Bill Clinton and Ricky Ray Rector.

We like to think of Christopher Hitchens as our surly, crotchety uncle. You know, if our uncle were a chain-smoking, ruddy-faced Englishman with a penchant for hyperbole and who was constitutionally incapable of being nice. In Crusty Uncle Chris’s latest diatribe, he argues that no one should be surprised at Bill Clinton’s playing the race card in South Carolina as he and Hillary Clinton haven’t been above it before, most notably in the case of Ricky Ray Rector.

Have you ever heard of Ricky Ray Rector? Neither had we (but with a name like that, we assumed he was either a serial killer or had assassinated a historical figure). We certainly got the killing part right.

In 1982, Ricky Ray Rector and some of his boys went to a dancehall in Conway, Arkansas. When they couldn’t foot the three-dollar cover, Rector pulled out his .38 and shot wildly at the people at the front door. He killed one person and left the other two injured. After days hiding in the woods and his mother’s house, he agreed to turn himself in to a police officer whom he’d known for most of his life. When the officer turned away from Martin during their conversation, Rector shot the officer in the jaw and neck. Then he walked outside of his mother’s house, put his pistol to his head, and pulled the trigger.

Rector would survive the gunshot, but it left him more or less lobotomized, with an IQ was around 70. Still, a judge ruled him competent to stand trial. He was convicted and sentenced to death, although there’s a lot of evidence that suggests that he didn’t understand the charges against him or his conviction (Hitchens says that when guards took Rector to his death, he made sure he left part of the pecan pie, the dessert from his last meal, “for later”).
Bill Clinton, then the governor of Arkansas, was running for president, and rushed back to Arkansas from the campaign trail.

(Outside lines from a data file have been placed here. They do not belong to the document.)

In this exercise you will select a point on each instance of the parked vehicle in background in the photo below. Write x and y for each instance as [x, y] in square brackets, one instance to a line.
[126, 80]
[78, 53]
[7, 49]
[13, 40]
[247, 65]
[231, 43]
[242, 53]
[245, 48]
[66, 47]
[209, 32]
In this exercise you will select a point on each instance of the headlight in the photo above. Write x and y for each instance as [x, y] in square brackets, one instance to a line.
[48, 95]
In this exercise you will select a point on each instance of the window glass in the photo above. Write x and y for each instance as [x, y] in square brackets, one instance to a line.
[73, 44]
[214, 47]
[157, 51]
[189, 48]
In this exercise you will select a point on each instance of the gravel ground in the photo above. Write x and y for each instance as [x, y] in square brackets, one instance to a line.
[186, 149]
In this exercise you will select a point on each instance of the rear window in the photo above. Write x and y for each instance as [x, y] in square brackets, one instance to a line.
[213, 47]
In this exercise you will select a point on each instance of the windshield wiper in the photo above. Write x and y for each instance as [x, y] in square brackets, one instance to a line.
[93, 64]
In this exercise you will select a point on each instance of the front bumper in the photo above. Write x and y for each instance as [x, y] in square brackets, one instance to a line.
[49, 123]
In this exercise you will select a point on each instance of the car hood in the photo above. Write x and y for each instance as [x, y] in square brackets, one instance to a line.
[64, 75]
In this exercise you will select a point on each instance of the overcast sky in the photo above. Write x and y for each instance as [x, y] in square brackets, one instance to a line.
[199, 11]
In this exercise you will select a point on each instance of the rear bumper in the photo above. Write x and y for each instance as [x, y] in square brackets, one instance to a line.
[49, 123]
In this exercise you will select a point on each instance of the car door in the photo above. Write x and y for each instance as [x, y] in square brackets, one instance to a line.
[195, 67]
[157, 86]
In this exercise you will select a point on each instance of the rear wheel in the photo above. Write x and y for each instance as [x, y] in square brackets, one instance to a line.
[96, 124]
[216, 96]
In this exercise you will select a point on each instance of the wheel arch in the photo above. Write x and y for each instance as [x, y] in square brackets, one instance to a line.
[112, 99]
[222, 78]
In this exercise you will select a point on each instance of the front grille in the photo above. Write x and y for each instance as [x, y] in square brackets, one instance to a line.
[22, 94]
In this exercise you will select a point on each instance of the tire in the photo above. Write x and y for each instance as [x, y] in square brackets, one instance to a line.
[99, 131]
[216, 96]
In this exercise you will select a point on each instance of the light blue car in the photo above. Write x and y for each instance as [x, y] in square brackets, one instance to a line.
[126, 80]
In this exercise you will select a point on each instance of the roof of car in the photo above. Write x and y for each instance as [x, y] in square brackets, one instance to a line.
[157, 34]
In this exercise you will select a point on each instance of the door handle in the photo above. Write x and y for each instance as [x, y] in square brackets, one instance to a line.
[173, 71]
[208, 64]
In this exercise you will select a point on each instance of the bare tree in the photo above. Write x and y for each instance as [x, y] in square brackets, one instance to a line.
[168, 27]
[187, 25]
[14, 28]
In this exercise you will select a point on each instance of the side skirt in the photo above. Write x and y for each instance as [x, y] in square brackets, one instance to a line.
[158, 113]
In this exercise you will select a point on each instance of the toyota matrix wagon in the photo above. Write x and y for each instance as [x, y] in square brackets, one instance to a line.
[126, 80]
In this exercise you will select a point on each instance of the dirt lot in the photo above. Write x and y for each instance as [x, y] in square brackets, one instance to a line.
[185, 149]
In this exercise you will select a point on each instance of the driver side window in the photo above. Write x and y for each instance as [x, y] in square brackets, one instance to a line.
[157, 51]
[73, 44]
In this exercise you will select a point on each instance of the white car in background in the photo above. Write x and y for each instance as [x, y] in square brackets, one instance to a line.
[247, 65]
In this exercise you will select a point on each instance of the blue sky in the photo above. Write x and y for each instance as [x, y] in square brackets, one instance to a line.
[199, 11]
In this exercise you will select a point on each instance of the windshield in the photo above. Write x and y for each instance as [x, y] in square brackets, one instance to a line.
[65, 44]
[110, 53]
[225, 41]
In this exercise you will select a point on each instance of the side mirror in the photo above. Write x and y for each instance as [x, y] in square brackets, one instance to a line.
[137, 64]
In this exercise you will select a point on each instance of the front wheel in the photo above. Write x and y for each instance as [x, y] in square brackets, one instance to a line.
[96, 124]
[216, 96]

He wanted people to be sure that the execution was still being carried out — he needed to appear tough on crime as he lost traction with voters.

It took 50 minutes for the prison staff to find a suitable vein for Rector’s lethal injection. Witnesses said Rector moaned the entire time. In the aftermath of the whole affair, the prison chaplain resigned.

Rector is an imperfect martyr, sure. But Clinton’s assertion that Democrats “should no longer feel guilty about protecting the innocent” as justification to put a mentally retarded man is emblematic of the kind of queasying political calculation that’s become synonymous with the Clinton’s in the 16 years since.

“For now, I just ask you to imagine what would have been said if a Republican governor, falling in the polls, had gone out of his way to execute a mentally incompetent African-American prisoner,” Hitchens asks.

It’s not an illegitimate point.

G.D.

G.D.

Gene "G.D." Demby is the founder and editor of PostBourgie. In his day job, he blogs and reports on race and ethnicity for NPR's Code Switch team.
G.D.
  • Troy

    Isnt’t that one of the things we loved about Clinton, though? He has rightly been referred to as arguably the greastest politician of his generation due to his uncanny political adeptness. He knows what gets assess to polls and while Obama’s recent victory was impressive I don’t think anybody thinks that this campaign is over. The Clintons know the demographics of politics better than anybody and they’ll use everything they’ve got to win back that office and the power that goes with it.